Anticorpos anti-Leptospira spp. em distribuidores de carne na cidade de Tunja, Boyacá, Colômbia
Gladys Elena Ataya; Adriana Maria Pedraza-Bernal; Diana Carolina Vargas; Lesly Yomara Romero; Claudia Patricia Jaimes-Bernal; Nuri Andrea Merchán-Castellanos
Universidad de Boyacá, Tunja, Boyacá, Colombia
Nuri Andrea Merchán-Castellanos
First Submission on 9/24/2018
Last Submission on 11/6/2018
Accepted for publication on 11/28/2018
Published on 4/20/2019
Leptospirosis is a zoonotic disease distributed worldwide, which is emerging as a public health problem in tropical and subtropical countries. Traditionally, it has been considered as an occupational disease. The objective of this study was to determine the serological prevalence of anti-Leptospira antibodies in meat dealers in the city of Tunja, Boyacá, Colombia. An observational, cross-sectional and descriptive study was carried out in a population of 186 operators from meat establishments in the city of Tunja. The samples were analyzed using the microagglutination test in order to determine the serovar that causes the infection. Each participant answer a survey with important questions about socio-demographic, epidemiological and occupational factors. A seroprevalence of 43% [n = 80; 95% confidence interval (CI): 36%-50%] was found. According to the serovar analysis, the distribution was: L. bratislava 30% (n = 24; 95%IC: 20%-40%), L. hardjo 21.25% (n = 17; 95%IC: 12%-30%), L. pomona 20% (n = 16; 95%IC: 11%-29%), L. icterohaemorragiae 17.5% (n = 14; 95%IC: 9%-26%), L. grippotyphosa 16.25% (n = 13; 95%IC: 8%-24%), L. canicola 16.25% (n = 13; 95%IC: 8%-24%), and L. tarassovi 11.25% (n = 9; 95%IC: 4%-18%). The prevalence rate found in this study confirms the circulation of the microorganism in these operators, which may suggest the need to reinforce hygienic-sanitary, biosecurity and prevention measures as well as the control of the disease in this population.

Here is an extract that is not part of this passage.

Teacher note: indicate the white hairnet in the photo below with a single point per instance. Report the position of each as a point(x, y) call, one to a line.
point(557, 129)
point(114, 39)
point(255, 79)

Keywords: leptospirosis; Leptospira; zoonotic disease; prevalence; epidemiology.
La leptospirosis es una zoonosis de distribución mundial como un problema de salud pública, en países tropicales y subtropicales. Tradicionalmente ha sido considerada como una enfermedad profesional. El objetivo de este estudio fue determinar la prevalencia serológica de anticuerpos anti-Leptospira en expendedores de carne en la ciudad de Tunja, Boyacá, Colombia. Se realizó un estudio observacional, transversal y descriptivo en una población de 186 trabajadores de expendios de carne en la ciudad de Tunja. Las muestras fueron analizadas mediante la técnica de microaglutinación para determinar el serovar que causa la infección. A cada participante se aplicó una encuesta con preguntas importantes respecto a factores sociodemográficos, epidemiológicos y laborales. Se encontró seroprevalencia del 43% [n = 80; intervalo de confianza (IC) 95%: 36%-50%]. Según el análisis por serovar, la distribución fue: L. bratislava 30% (n = 24; IC95%: 20%-40%), L. hardjo 21,25% (n = 17; IC95%: 12%-30%), L. pomona 20% (n = 16; IC95%: 11%-29%), L. icterohaemorragiae 17,50% (n = 14; IC95%: 9%-26%), L. grippotyphosa 16,25% (n = 13; IC95%: 8%-24%), L. canicola 16,25% (n = 13; IC95%: 8%-24%) y L. tarassovi 11,25% (n = 9; IC95%: 4%-18%). La prevalencia hallada en este estudio confirma la circulación del microorganismo en aquellos trabajadores, lo cual exige reforzar las medidas higiénicas, de bioseguridad y de prevención y control de la enfermedad en esa población.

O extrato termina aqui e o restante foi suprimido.